Objective: The aim of this study was to define the number of medications at hospital discharge and whether it is associated with clinical outcomes at 1 year.

 

Methods: We evaluated the number of medications in 2578 patients with ADHF who were ambulatory at hospital discharge in the Kyoto Congestive Heart Failure Registry and compared 1-year outcomes in 4 groups categorized by quartiles of the number of medications (quartile 1, <= 5; quartile 2, 6-8; quartile 3, 9-11; and quartile 4, >= 12).

 

Results: At hospital discharge, the median number of medications was 8 (interquartile range, 6-11) with 81.5% and 27.8% taking more than 5 and more than 10 medications, respectively. The cumulative 1-year incidence of a composite of death or rehospitalization (primary outcome measure) increased incrementally with an increasing number of medications (quartile 1, 30.8%; quartile 2, 31.6%; quartile 3, 39.7%; quartile 4, 50.3%; P < .0001).

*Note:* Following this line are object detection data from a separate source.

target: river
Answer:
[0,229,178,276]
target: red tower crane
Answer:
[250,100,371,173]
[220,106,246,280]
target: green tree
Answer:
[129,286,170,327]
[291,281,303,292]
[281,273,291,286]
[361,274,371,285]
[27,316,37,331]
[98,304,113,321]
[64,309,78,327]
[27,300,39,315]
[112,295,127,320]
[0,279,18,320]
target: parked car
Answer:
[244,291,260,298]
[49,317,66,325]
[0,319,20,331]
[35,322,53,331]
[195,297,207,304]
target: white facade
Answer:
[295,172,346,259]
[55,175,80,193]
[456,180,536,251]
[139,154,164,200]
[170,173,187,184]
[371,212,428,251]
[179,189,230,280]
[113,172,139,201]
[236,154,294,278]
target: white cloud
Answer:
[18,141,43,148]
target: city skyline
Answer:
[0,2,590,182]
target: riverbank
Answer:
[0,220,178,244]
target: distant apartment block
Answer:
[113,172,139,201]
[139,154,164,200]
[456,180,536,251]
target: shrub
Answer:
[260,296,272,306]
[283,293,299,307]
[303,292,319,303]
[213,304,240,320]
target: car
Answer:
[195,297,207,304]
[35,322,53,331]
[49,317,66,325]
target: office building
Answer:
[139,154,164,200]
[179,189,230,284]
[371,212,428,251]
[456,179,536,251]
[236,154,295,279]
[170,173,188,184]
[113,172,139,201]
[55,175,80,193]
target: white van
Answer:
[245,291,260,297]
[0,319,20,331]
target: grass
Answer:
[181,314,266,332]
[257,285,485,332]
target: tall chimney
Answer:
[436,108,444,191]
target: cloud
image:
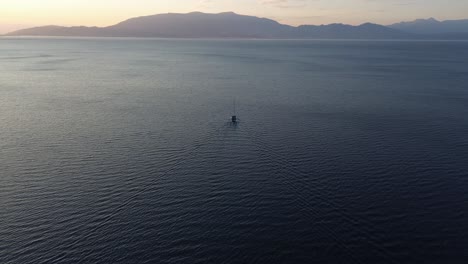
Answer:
[260,0,307,8]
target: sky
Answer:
[0,0,468,33]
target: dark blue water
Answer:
[0,39,468,264]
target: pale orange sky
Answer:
[0,0,468,33]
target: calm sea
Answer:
[0,38,468,264]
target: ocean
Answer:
[0,38,468,264]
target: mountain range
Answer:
[6,12,468,39]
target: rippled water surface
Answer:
[0,38,468,264]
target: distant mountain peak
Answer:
[389,17,468,34]
[8,12,468,39]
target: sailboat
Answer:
[231,99,237,124]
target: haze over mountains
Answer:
[7,12,468,39]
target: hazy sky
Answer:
[0,0,468,33]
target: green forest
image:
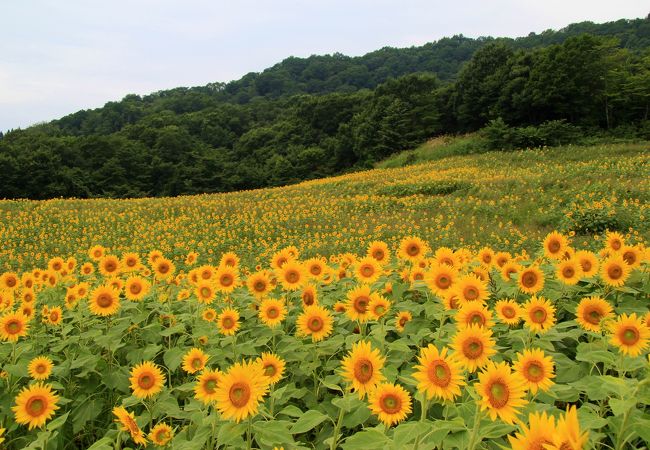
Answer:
[0,17,650,199]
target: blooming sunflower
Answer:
[512,348,555,394]
[296,305,332,342]
[517,266,544,294]
[523,297,555,333]
[258,298,287,328]
[413,344,465,401]
[609,313,650,356]
[149,423,174,447]
[0,312,29,342]
[494,300,522,326]
[341,341,386,399]
[194,369,223,405]
[368,383,411,427]
[476,361,526,424]
[113,406,147,446]
[256,353,285,384]
[215,361,268,422]
[217,308,239,336]
[576,297,613,333]
[183,347,208,373]
[11,382,59,430]
[27,356,53,380]
[88,286,120,316]
[129,361,165,398]
[450,324,496,372]
[600,254,630,287]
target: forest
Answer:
[0,16,650,199]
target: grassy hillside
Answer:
[0,143,650,269]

After adjusting for confounders, the excess risks of quartile 4 relative to those of quartile 1 remained significant (P = .01).

 

Conclusions: In the contemporary cohort of patients with ADHF in Japan, polypharmacy at hospital discharge was common, and excessive polypharmacy was associated with a higher risk of mortality and rehospitalizations within a 1-year period. Collaborative disease management programs that include a careful review of medication lists and an appropriate deprescribing protocol should be implemented for these patients.